Le 15 janvier, au lendemain du drame de Dnipro, A. Arestovitch avait assuré que le missile en cause, bien que tiré selon lui par les forces russes, aurait en fait été abattu par l’armée ukrainienne avant de s’écraser sur l’immeuble. « Il a été abattu. Il est tombé sur l’entrée de l’immeuble, […] mais il a explosé quand il est tombé », avait-il expliqué en citant une information donnée par une connaissance dans l’armée lors d’une interview sur YouTube avec l’ancien avocat Mark Feyguine, désormais commentateur politique.  Il avait néanmoins attribué ensuite la responsabilité de la tragédie à Moscou, expliquant « que le drame n’aurait pas eu lieu s’il n’y avait pas eu la frappe russe » et que « personne ne blâme l’Ukraine », comparant l’affaire à la chute d’un missile de la défense antiaérienne en Pologne qui avait tué deux personnes en novembre.

La version présentée par A. Arestovitch lui a valu des propos peu amènes de la part, notamment, de Borys Filatov, maire de Dnipro, qui a déclaré que le Service de sécurité ukrainien (SBU) et les services de contre-espionnage étaient «obligés de répondre» à des affirmations.

L’armée ukrainienne a affirmé pour sa part que l’immeuble résidentiel touché à Dnipro a été frappé par un missile russe Kh-22, précisant qu’elle n’était pas en capacité de les intercepter.
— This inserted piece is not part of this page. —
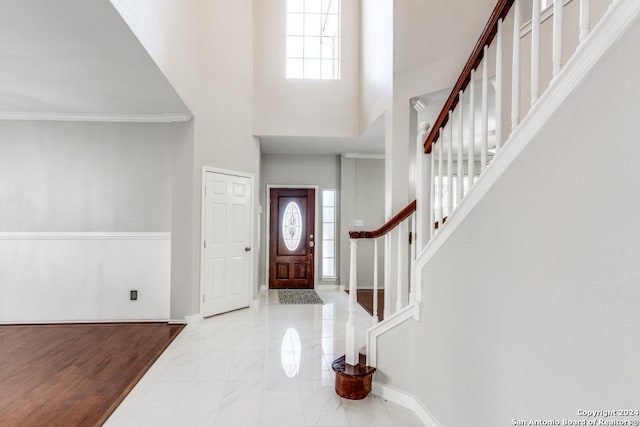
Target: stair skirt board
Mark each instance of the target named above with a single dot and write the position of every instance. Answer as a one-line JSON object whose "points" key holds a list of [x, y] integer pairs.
{"points": [[406, 400]]}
Moscou a rejeté les accusations portées à son encontre : le porte-parole du Kremlin, lors d’une conférence de presse tenue le 16 janvier, a ainsi réaffirmé que « les forces armées russes ne frappent pas les immeubles résidentiels ou les infrastructures sociales », mais uniquement les « cibles militaires, qu’elles soient évidentes ou camouflées ». Et d’ajouter que « la tragédie [de Dnipro] a été le résultat de l’action d’un contre-missile de la défense aérienne [ukrainienne] ».